Despite the decrease, FDI to Brazil dwarfed total inflows to Mexico, the region’s second-largest economy. According to the ECLAC, Brazil received US$64.05 billion in 2013, while Mexico, the region’s second-largest economy, was again the second-largest recipient of FDI, with US$38.27 billion. Argentina in 2013 had foreign investment inflows totaling US$9.08 billion, making it the fifth-largest recipient in the South American sub-region in 2013.
European countries constitute a major source of FDI for Brazil and South America in general, followed by the United States. The participation of Asian economies in the region’s FDI remained flat in 2013.
Despite the large importance given to FDI in economic analyses, ECLAC says there is still debate about the impact that FDI can have on economies.
“The impact of FDI depends to a great extent on the type of investment. Investments in technology-intensive sectors have more potential to contribute to development through knowledge transfer and local capacity-building. But FDI in high-tech manufacturing represents only a small proportion of the total and showed no change in 2013,” notes the report. Although figures for Argentina were not published, the report does suggest that in South America the natural resource sectors were the primary recipients of FDI and not technology-intensive sectors.

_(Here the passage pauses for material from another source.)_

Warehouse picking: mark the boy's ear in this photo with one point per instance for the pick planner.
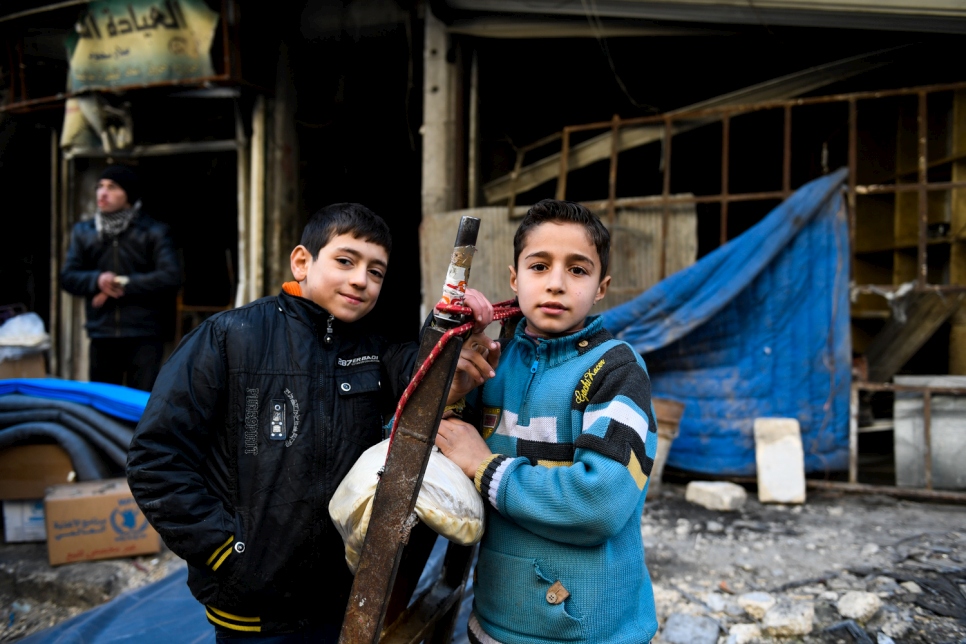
(602, 289)
(301, 258)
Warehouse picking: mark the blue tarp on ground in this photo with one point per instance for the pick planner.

Correspondingly, the anticipated drop in next year’s investment figures should not have an impact on employment figures as analysis shows that no more than five percent of total employment in the region is attributable to foreign investment.
Outward direct investment
Although FDI is commonly associated with the inflow of capital from United States, European and Asian sources, ECLAC also addresses the increased importance of foreign investments coming from Latin American sources, known as outward FDI. While volatile, these have seen exponential growth since 1995 — when they were recorded to be at US$4 billion — and in 2013 outward FDI reached US$31.61 billion, down from US$47.19 billion.
The report seeks to explain that great variability in the outward FDI for Latin America is due to the fact that “large acquisitions and investment projects by a relatively small number of large companies from only a handful of countries.” As such, annual differences in their behaviour can have an oversized impact in regional trends.
For example, 2012 was a bumper year for Mexican and Chilean outward FDI at approximately US$22 billion for both countries. That outward FDI fell by more than 50 percent in Chile and only slightly less in Mexico, which was only partially compensated by massive jump in Colombian outward FDI.
In 2012 Colombian outward FDI had been negative, just like Brazil for the last three years. In the case of Brazil, the negative outflows means that Brazilian companies are borrowing capital from their affiliates located abroad.
Argentine outward FDI in 2013 was up on 2012, reaching US$1.2 billion from the US$1.05 recorded in 2012.